Les autorités israéliennes ont interdit vendredi à des dizaines de milliers de Palestiniens d’entrer dans la mosquée historique Al-Aqsa à Jérusalem le premier vendredi du mois sacré musulman du Ramadan, arguant que seuls ceux qui ont reçu un vaccin COVID-19 peuvent visiter le lieu saint, même s’il n’y a pas assez de doses disponibles.
Israël a d’abord autorisé des centaines de Palestiniens de la Cisjordanie occupée avec des permis spéciaux à entrer à Jérusalem. Mais il a également stipulé que ceux qui veulent effectuer les prières doivent avoir pris le vaccin COVID-19, ce qui a empêché des milliers de personnes de participer aux prières.
COGAT, l’organisme militaire israélien qui administre la Cisjordanie, a déclaré que 10 000 Palestiniens vaccinés avaient reçu cette année un permis pour entrer à Jérusalem pour prier. La police a fermé les routes autour de Jérusalem alors que des bus chargés de pèlerins arrivaient. À l’intérieur de la mosquée Al-Aqsa, des Palestiniens et des Palestiniens se sont assis sur la moquette pour lire le Coran. À la fin des prières, les fidèles sont sortis de l’enceinte sacrée avec des tapis de prière pliés en bandoulière.
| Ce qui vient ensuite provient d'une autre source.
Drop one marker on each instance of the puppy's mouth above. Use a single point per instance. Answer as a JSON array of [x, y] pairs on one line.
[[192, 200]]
Il y a une quantité insuffisante de vaccins disponibles en Cisjordanie car la vaccination est limitée aux personnes atteintes de maladies chroniques et à celles de plus de 60 ans, selon le ministère palestinien de la Santé.
Les affrontements se sont intensifiés entre les Palestiniens et la police israélienne au point de contrôle de Qalandia, car la plupart des Palestiniens ne peuvent pas se faire vacciner. Le porte-parole de la police israélienne, Shimon Cohen, a déclaré que sept personnes avaient été arrêtées pendant la nuit dans des quartiers palestiniens près de la vieille ville de Jérusalem-Est, qui abrite la mosquée.
Plus tôt cette semaine, les Palestiniens ont accusé Israël d’avoir pénétré par effraction dans quatre minarets de mosquées et coupé des fils pour empêcher que l’appel à la prière ne soit diffusé sur des haut-parleurs.
Abu Sway du Waqf a déclaré que l’action était intervenue après que les responsables islamiques aient refusé d’éteindre les haut-parleurs mercredi lors d’un mémorial pour les Israéliens tombés au combat au mur occidental adjacent. La police israélienne n’a pas commenté l’accusation. La Jordanie, gardien des sites islamiques à Jérusalem, a condamné ce qu’elle a appelé la violation «flagrante» du statu quo par Israël et l’a accusée de provocation.
« Nous avons été empêchés d’entrer à Jérusalem et de prier à Al-Aqsa », a déclaré Samya Abdel-Aziz, résidente palestinienne, à l’Agence Anadolu (AA), ajoutant: « Israël invoque le vaccin contre le coronavirus pour empêcher les fidèles d’entrer dans Al-Aqsa et de le vider en une étape pour le contrôler. »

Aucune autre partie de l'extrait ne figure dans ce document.